In yesterday’s proceedings, Justice Charles asked Bain about his next move in the case due to the court’s inability to locate the witnesses he requested they help locate.

Regarding access to Batelco phone records, the judge indicated that they “need a letter from this court.”

Bain said he needed two of the witnesses, a policeman and a woman who is a relative of the Crown’s key witness.

Justice Charles said the clerk had been trying to get in contact with her, but with no success. “She can’t be located,” the judge said, before asking him if he was ready to proceed.

“I need those witnesses,” Bain answered.

“It is the duty of the defendant in trial, represented or unrepresented, to get their witnesses. I’m bending over backwards in helping you but we must proceed with this trial.”

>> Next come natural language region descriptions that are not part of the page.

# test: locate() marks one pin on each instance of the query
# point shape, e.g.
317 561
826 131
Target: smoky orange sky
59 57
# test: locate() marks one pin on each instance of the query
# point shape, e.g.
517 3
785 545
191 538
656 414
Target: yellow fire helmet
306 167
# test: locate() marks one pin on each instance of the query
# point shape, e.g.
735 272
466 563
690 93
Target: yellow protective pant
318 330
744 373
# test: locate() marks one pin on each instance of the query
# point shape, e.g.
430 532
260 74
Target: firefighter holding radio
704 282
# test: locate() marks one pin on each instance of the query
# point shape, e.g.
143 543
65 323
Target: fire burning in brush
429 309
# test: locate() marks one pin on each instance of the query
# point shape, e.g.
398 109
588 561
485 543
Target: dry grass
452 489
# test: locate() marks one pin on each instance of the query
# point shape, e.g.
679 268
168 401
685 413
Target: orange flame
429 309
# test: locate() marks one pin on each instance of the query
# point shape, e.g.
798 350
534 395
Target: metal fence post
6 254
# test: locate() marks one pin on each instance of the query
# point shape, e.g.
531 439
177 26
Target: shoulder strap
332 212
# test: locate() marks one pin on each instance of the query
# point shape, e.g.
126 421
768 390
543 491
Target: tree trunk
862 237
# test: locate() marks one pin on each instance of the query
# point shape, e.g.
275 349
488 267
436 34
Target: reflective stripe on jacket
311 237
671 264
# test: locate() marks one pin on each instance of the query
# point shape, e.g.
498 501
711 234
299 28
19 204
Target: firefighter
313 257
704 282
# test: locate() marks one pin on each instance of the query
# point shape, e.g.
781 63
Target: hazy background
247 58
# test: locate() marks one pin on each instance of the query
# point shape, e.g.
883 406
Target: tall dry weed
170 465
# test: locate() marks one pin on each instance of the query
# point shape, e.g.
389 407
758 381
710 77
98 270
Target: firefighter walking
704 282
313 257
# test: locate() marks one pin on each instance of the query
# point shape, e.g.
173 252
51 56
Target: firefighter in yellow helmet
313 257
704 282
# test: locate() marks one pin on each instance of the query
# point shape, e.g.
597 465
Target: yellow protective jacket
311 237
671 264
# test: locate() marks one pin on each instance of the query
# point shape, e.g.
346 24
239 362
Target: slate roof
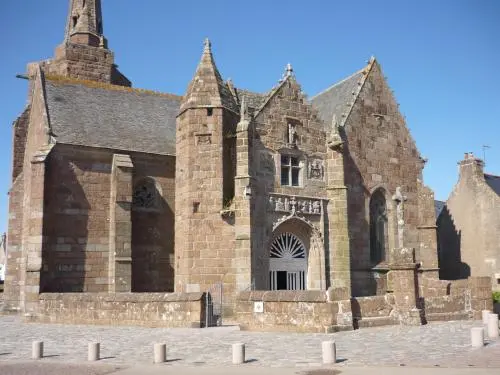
493 182
438 206
337 99
131 120
253 99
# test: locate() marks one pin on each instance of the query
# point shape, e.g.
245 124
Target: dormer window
290 170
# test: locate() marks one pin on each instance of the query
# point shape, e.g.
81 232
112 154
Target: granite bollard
160 353
485 315
477 337
493 326
37 349
94 351
238 353
329 352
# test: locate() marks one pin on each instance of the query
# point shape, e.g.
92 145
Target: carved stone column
242 261
120 225
33 241
337 238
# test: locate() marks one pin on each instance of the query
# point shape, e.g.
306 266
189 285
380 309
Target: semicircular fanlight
287 246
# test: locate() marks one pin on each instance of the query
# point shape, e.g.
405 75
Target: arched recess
296 256
151 271
379 226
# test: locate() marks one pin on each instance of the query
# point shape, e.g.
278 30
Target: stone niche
281 203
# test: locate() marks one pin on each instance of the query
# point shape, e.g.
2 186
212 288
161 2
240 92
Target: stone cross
399 198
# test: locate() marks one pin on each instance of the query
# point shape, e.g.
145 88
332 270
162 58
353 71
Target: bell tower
84 53
84 23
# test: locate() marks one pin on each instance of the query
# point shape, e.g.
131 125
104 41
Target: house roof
338 99
111 117
493 182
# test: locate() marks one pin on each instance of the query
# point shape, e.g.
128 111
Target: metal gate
213 305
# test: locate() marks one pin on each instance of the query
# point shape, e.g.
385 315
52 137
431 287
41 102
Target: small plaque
258 306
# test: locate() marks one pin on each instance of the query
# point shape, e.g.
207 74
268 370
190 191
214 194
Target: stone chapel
122 190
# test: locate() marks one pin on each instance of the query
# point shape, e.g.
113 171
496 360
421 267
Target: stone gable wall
270 140
380 153
469 227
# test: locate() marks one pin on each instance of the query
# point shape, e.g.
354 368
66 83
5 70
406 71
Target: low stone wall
304 311
142 309
373 311
463 299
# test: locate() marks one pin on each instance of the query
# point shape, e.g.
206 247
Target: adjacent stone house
118 190
469 225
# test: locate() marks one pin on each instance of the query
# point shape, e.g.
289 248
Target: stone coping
283 296
123 297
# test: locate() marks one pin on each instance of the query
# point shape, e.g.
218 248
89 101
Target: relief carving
203 139
294 204
316 169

The judge asked him if he had relatives to assist him in getting his witnessess. He said he couldn’t do much from prison but he was sure they were following his case in the news.

She adjourned the proceedings for a moment to allow him a chance to use the court’s telephone to contact any witnesses he wished to call in his defence.

The trial resumes today. Darnell Dorsett and Uel Johnson are prosecuting the case.

Comments

positiveinput 7 years, 6 months ago

Despite the charges placed against this individual, why is The Bahamas so much in the stone age and never seems to assist its citizens. If the court procedure needs to continue so badly, being apart of the government, it would be much easier to find this witness. That same N.I.B. instead of (in my opinion) just deducting from a persons pay and in return giving them 'gas money' when claiming for days lost being sick could of been a proper place to track everything about a person.